Most frequently the finishers would find a gap in the read and would have to find a way of deducing the missing bases. Multiple smaller clones spanning the region would show what could be expected to be there, so they would design bespoke primers about 100 bases back from the gap and synthesise the missing bases.
“Sometimes you’d be lucky and it would just read straight across; on other occasions, there would be a reason for the original fail - for example, a hairpin bend in the DNA - and we would have to find a way of solving that problem.
“It was like doing a jigsaw with no picture. I really enjoyed solving those puzzles and the complexity of problems.”
Sequencing the human genome just decades after the structure of DNA had been published required major scientific and technical advances.
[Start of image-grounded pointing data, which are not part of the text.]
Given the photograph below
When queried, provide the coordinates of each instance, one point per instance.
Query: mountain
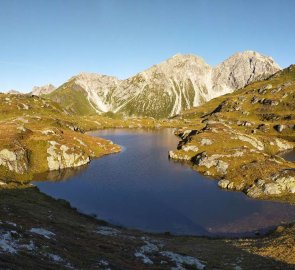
(43, 90)
(164, 90)
(239, 138)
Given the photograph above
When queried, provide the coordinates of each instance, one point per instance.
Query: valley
(236, 138)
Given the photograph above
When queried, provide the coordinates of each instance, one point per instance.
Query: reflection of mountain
(60, 175)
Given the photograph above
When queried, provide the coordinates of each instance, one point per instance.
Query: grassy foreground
(37, 135)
And these efforts have continued apace during the past 20 years.
The Earlham Institute - originally called The Genome Analysis Centre - was opened in July 2009 as a national centre to further the UK’s capacity in genomics. Our very existence is testament to decades of energy and innovation inspired by DNA.
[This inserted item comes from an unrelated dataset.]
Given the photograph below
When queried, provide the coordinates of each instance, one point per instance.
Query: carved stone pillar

Reflecting on changes over the past 20 years, Dr Fosker says the biggest surprise is the shift in speed and cost.
“The scale of the work you can do now is extraordinary,” she explains. “At the time, we were dreaming of personalised genomics and sequencing cancer cells – ideas which could become reality, and did become reality.
“I think what we couldn’t imagine was how affordable and quick it would become. The concept of the 1000 dollar human genome seemed a laughable impossible goal.”
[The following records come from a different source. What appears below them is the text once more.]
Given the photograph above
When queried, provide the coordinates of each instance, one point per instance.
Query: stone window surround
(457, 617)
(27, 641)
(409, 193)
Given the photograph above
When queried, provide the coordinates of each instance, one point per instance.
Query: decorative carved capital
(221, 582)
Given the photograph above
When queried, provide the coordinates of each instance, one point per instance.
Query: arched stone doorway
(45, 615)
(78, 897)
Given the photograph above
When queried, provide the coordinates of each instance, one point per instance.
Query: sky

“With the technology platforms we have here at the Earlham Institute, we can now sequence an entire genome in a few hours for a few hundred pounds. In 1996 we would never have imagined that to be remotely possible.”
Whole genome sequencing is now available through the NHS, used for informing diagnosis and treatment for a multitude of conditions.
It was a pivotal part of the world’s response to Covid-19 - the genome was sequenced within weeks of its first appearance, giving scientists the chance to identify vaccine targets and track spread. Scientists use whole genome sequences to identify DNA patterns associated with genetic traits or disease.
All the work done at the Earlham Institute builds on the discovery of the structure of DNA. And we are part of international projects which match the Human Genome Project in ambition and scale.
We use our expertise in single-cell genomics, bioinformatics, cutting edge platforms, and data management skills to contribute to the global Earth Biogenome Project (EBP), launched in 2018, which plans to provide a complete DNA sequence catalogue of all eukaryotic life - every animal, plant, fungus and protist - on Earth.
The UK arm of the EBP project - the Darwin Tree of Life project - involves partners spread across the UK, including the Earlham Institute. The project’s ambition is to sequence the genomes of the estimated 70,000 species found in Britain and Ireland - generating an open-source catalogue of data.
The Earlham Institute is also leading strategic programmes of research to generate new science and discoveries from large genome collections, as well as exploring genomic variation as a normal phenomenon in healthy systems.
From tackling the rise of antimicrobial resistance to generating genomic resources that help to improve food security, the diverse and exciting portfolio of science at the Institute has potential to match the discoveries we are celebrating today.
Dr Fosker says: “Everyone I worked with at Sanger was incredibly invested in the Human Genome Project, and I made life-long friendships.
“I was lucky to be there, it is a great memory for me, and I’m now lucky enough to be at the Earlham Institute with similarly dedicated people who are again working on projects that are set to change the face of science.”